A new drive-through testing site opened on the Auraria campus in Denver today and will operate tomorrow also. The site is being operated as a partnership between King Soopers and state health officials. It has the capacity to do 500 tests over the two days.

People must register in advance to take a test and conduct a CDC screening online. The website for registration is krogerhealth.com/covidtesting.

350 Colorado last week submitted an open records request to the University of Colorado in Boulder over the firing of air quality researcher Detlev Helmig.

Dr. Helmig was an Associate Research Professor and Research Scientist at the Institute of Alpine and Arctic Research (INSTAAR) at CU and was conducting air quality research at Boulder reservoir, focusing on emissions from oil and gas operations.

Western Wire, a news organization funded by the oil and gas industry, reported that Dr. Helmig was terminated, allegedly because resources and research for the University were not adequately separated from that of private clients.

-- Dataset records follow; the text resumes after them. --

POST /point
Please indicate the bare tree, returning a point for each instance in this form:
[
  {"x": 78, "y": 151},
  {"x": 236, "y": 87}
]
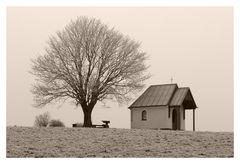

KGNU reached out to Dr. Helmig who responded that he has no comment to make until he learns more from the University, but he said that public statements made by the University are inconsistent with exchanged communications between him and his superiors.

Boulder County Commissioner Elise Jones and Steve Fenberg, the Colorado Senate majority leader wrote a guest opinion in the Daily Camera saying that they stand by Dr. Helmig and his work, and hope that his critical research into our region’s air quality challenges can continue.

Dr. Helmig and his company, Boulder A.I.R., (Atmosphere Innovation Research) are contracted with the City of Longmont to collect and analyze data from sampling and analyzing atmospheric emissions from oil and gas operations near the city. 350 Colorado said in a statement that that work will continue. The statement also said that Boulder County is also transferring its current contract for air monitoring from CU’s INSTAAR to Dr. Helmig, to continue his work for the County.